At the end of the course, you should be able to identify, perform using the statistical software R (R Core Team, 2014), and interpret the results from each of these methods. There is a lot to learn, but many of the tools for using R and interpreting results of the analyses accumulate during the semester. If you work hard to understand the initial methods, it will help you when the methods get much more complicated. All of the methods you will learn require you to carefully consider how the data were collected, how that pertains to the population of interest, and how that impacts inferences that can be made. The scope of inference is our shorthand term for remembering to think about two aspects of the study - random assignment and random sampling. One aspect of this assessment is to decide if the explanatory variable was randomly assigned to study units (allowing for causal inferences if differences are detected) or not (so no causal statements are possible). The other aspect concerns random sampling: If the data were obtained using a random sampling mechanism, then our inferences can be safely extended to the population that the sample was taken from. However, if we have random sample, our inference can only apply to the sample collected. You will often think you are done with your analysis when you get some numbers from R, but need to remember to think about the potential conclusions you can make based on the source of the data set you are analyzing. By the end of this course, you should have some basic R skills and abilities to create basic ANOVA and Regression models, as well as Chi-squared testing situations. Together, this should prepare you for future STAT courses or for other situations where you are expected to be able to do the calculations and effectively communicate interpretations for the methods discussed in this course.

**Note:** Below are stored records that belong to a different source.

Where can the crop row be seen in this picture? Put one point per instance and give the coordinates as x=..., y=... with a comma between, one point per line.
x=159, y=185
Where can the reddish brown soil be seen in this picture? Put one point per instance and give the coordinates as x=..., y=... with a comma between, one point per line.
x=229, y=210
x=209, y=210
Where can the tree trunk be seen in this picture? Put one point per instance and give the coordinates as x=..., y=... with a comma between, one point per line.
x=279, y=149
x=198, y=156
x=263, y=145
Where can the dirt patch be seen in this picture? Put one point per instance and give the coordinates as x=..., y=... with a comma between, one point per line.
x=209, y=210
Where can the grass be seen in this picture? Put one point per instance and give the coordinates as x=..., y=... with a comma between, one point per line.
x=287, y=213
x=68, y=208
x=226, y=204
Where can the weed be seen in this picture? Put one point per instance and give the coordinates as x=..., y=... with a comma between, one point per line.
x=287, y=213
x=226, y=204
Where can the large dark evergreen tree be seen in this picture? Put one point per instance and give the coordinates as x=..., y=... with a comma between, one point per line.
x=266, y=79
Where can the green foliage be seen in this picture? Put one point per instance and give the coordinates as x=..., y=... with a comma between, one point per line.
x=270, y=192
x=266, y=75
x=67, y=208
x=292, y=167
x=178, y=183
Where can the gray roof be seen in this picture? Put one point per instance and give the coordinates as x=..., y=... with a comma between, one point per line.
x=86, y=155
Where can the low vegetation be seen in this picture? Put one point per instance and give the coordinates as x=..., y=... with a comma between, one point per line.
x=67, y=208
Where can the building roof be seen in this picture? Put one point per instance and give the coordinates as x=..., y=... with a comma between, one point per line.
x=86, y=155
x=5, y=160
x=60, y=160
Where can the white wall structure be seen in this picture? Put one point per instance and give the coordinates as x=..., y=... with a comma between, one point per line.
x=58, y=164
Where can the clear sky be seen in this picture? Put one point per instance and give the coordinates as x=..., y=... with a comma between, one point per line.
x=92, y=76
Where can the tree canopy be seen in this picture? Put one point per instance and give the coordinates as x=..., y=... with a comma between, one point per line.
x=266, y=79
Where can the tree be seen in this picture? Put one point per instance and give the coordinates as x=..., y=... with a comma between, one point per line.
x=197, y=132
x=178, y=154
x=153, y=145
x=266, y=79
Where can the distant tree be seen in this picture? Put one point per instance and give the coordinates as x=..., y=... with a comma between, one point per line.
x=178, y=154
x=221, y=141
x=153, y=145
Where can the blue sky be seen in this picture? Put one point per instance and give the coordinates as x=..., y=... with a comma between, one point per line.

1A placebo is a treatment level designed to mimic the potentially efficacious level(s) but that can have no actual effect. The placebo effect is the effect that thinking that an effective treatment was received has on subjects.

2We will reserve the term "effect" for situations where we could potentially infer causal impacts on the response of the explanatory variable which occurs in situations where the levels of the explanatory variable are randomly assigned to the subjects.